The pertinent issue raised in this case was the sufficiency of evidence on the issue of imminent risk of harm to the respondent. To establish prong three of the definition oflikelihood of serious harm -- that there is a very substantial risk of harm to the respondent herself -- there is a heightened imminence requirement. Id. Additionally, the focus of the evidence must be on the respondent's degree of impaired judgment due to drug abuse; the degree of likelihood that, as a direct consequence, the respondent will sustain injury (for example,by failing to take care of a medical condition that is exacerbated by continued abuse of drugs); and the inability of any other person in the respondent's community to provide protection against such risks. Id. Here, the doctor opined that the respondent was at imminent risk to harm herself based on the two medical conditions that she suffers from and that she failed to keep a medical appointment.

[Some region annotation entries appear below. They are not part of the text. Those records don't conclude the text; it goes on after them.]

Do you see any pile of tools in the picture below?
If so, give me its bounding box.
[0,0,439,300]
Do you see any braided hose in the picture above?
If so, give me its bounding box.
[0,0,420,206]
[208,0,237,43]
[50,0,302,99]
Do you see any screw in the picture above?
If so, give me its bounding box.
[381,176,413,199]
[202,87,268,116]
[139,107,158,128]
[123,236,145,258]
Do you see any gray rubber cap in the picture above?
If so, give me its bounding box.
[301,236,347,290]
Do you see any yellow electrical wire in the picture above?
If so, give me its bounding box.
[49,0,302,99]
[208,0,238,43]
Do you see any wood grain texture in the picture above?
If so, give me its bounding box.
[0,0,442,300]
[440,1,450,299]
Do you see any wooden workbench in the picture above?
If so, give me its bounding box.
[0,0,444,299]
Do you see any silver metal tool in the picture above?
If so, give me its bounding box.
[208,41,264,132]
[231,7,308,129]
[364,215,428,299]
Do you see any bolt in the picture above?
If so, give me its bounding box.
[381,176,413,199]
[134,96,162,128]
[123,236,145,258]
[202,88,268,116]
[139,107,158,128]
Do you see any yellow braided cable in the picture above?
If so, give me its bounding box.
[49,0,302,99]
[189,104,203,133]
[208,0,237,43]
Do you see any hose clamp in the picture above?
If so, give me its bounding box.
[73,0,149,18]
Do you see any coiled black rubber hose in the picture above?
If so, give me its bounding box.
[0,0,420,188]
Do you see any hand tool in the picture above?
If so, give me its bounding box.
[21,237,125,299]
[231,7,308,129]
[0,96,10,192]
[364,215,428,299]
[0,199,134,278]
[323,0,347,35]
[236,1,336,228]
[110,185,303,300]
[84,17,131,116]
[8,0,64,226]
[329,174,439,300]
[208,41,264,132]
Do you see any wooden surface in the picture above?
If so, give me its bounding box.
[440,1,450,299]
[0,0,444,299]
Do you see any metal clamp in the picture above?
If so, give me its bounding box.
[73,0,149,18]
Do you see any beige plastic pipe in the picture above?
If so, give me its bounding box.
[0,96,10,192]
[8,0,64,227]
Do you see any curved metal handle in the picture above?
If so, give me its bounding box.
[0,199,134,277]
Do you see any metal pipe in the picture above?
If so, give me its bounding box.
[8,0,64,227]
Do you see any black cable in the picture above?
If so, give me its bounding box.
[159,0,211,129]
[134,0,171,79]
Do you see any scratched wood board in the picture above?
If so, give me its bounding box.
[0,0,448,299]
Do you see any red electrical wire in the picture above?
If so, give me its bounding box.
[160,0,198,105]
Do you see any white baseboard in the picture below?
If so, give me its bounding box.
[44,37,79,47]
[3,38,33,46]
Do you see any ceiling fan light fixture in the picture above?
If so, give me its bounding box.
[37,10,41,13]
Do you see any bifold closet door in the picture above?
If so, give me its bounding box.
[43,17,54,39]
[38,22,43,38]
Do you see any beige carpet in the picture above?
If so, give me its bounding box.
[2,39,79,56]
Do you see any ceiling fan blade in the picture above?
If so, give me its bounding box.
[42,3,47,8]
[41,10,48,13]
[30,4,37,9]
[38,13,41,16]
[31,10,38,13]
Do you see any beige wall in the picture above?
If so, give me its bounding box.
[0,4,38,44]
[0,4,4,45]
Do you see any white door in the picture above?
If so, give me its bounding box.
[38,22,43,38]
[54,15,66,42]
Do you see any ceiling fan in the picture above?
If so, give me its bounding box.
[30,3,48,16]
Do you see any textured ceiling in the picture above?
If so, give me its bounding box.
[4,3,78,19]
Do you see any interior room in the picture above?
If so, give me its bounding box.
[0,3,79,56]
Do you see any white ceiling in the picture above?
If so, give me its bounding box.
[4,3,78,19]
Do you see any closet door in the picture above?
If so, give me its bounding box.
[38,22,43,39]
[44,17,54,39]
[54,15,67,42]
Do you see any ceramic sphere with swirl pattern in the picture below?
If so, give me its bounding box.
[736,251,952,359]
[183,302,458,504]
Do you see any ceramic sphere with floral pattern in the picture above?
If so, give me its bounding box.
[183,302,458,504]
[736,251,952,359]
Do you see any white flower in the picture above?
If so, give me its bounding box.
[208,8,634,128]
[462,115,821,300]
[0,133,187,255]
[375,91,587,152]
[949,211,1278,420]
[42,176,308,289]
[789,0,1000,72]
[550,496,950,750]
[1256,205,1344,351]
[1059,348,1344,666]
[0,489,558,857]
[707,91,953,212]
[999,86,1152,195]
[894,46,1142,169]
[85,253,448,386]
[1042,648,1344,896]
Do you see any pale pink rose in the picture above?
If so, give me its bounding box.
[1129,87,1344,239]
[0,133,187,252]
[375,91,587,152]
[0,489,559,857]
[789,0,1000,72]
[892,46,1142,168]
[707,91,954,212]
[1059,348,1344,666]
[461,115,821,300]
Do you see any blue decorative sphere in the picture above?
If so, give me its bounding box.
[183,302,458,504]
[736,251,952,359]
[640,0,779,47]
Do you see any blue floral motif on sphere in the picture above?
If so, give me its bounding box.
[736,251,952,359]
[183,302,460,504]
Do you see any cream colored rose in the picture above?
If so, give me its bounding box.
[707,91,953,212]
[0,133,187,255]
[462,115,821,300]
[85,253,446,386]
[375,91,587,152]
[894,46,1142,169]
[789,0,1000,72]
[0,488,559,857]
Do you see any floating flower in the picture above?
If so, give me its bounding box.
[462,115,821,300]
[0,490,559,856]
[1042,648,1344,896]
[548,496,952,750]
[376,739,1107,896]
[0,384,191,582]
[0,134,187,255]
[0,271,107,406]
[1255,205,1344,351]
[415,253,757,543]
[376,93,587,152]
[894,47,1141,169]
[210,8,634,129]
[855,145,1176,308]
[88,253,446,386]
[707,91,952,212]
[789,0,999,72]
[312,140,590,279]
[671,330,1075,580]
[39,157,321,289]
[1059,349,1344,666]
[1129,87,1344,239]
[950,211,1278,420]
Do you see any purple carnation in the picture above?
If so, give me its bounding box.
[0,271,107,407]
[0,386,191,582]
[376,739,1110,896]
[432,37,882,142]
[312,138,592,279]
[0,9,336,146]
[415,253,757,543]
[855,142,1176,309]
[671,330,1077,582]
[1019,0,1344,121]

There was no evidence presented regarding the relationship between a substance use disorder and the respondent's medical conditions. Indeed, the doctor's opinion appears to be based solely on her belief that the respondent missed a doctor's appointment. First, the petitioner and Matt believed that the respondent missed an appointment. They did not know whether the respondent missed an appointment. Second, there was no evidence that if the respondent did indeed miss a medical appointment, that it was due to substance use. There was no other evidence to show that the risk of physical harm to the respondent due to her medical conditions was imminent.
For all these reasons, there was insufficient evidence to demonstrate that there was a likelihood of serious harm by clear and convincing evidence. Therefore, the order of commitment is vacated. [Note 1]
FOOTNOTES
[Note 1] Because the commitment order is vacated on the grounds set forth herein, we need not address the other issues raised on appeal.